Oh, um … shoot. I can’t say that in S.C.
Democrat Robert Ford, an African-American who readily admits he's targeting African-American men, is behind Bill 56. It's an attempt to wipe out potty mouth as we know it.
The legislation would make it illegal for anyone "in a public forum or place of public accommodation willfully and knowingly to publish orally or in writing, exhibit, or otherwise make available material containing words, language, or actions of a profane, vulgar, lewd, lascivious, or indecent nature."
A violation would be a felony carrying a maximum $5,000 fine and five-year sentence.
Wow. That certainly takes free-speech restrictions a bit beyond a ban on screaming "fire!" in a crowded theater.
Ford is sponsoring another bill, by the way, that would ban people from wearing pants more than three inches below their hips in public. Heaven help the person who happened to cuss because his fanny was cold due to the exposed cleavage. That's two strikes right there.
His heart's in the right place, even if there's a bit of grandstanding involved. Problem is, you can't legislate morality, as the old saying goes. Especially not when the legislation would smack the Constitution upside the head.
Ford told The Associated Press he wants to encourage youth to look to people like President-elect Barack Obama as role models, rather than prisoners. Ford described it as offensive when groups of youth blast profanities and wear sagging pants. He said "when older black people go to the mall, they cry when they see that stuff."
I don't know anything about Ford, and the most attention he'd drawn nationally before now was when he endorsed Hillary Clinton in the state's presidential primary. It would have been well and good if he'd left it at that, but he had to try to explain himself:
"It's a slim possibility for (Barack Obama) to get the nomination, but then everybody else is doomed. Every Democrat running on that ticket next year would lose — because he's black and he's top of the ticket. We'd lose the House and the Senate and the governors and everything."
"I'm a gambling man. I love Obama," Ford said. "But I'm not going to kill myself."
He later apologized.
He's now running for governor on a platform of bringing back video poker, so the pants and profanity bills could well be publicity stunts.
Let's hope so. With legislation so loosely written as to leave profanity to the ear of the behearer, you have to wonder whose standards would apply.

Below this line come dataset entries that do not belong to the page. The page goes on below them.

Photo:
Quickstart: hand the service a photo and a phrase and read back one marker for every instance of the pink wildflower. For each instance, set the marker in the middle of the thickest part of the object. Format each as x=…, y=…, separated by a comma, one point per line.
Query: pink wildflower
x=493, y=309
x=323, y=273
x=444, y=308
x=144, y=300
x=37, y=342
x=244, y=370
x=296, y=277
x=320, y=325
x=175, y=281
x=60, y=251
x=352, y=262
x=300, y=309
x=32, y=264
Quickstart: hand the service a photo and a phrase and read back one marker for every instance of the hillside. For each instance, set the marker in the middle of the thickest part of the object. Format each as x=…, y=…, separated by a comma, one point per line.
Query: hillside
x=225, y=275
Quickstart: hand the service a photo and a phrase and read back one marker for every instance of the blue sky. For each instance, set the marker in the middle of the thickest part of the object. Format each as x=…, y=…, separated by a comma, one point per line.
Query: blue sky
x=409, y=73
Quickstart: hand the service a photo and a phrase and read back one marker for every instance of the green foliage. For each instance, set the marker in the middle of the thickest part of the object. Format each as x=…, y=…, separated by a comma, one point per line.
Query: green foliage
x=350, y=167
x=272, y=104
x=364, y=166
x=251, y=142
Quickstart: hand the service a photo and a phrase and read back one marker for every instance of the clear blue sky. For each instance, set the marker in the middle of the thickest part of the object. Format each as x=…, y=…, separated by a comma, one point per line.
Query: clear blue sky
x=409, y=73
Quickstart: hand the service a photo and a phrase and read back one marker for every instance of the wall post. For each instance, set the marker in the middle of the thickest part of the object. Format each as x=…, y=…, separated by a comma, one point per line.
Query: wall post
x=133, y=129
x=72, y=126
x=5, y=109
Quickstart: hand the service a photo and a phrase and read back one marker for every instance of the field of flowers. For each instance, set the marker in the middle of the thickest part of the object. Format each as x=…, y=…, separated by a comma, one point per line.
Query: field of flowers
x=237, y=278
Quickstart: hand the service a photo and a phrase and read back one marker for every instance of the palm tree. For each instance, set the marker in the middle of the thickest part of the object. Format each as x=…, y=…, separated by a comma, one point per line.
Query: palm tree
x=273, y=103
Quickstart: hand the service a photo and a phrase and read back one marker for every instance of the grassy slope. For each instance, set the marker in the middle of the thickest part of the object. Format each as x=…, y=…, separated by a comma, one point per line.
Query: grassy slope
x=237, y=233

Marine drill sergeants at Parris Island - that gives us a lot of leeway. Or people like a former co-worker, who would peer over his wirerims and admonish violators with a gentle "now, now." I thought his campaign was great until I got "now, now-ed" for exclaiming, "get out of town!" Or Big Guy, who thinks slang for passing gas is the "F-word."
I have a personal stake in this one as well: Loved ones in the Palmetto State who easily could roll up four felonies in a single sentence were this to pass.
So please, Sen. Ford. You've made your point. Now let it go. No reason to belabor it and wind up clogging the courts with challenges.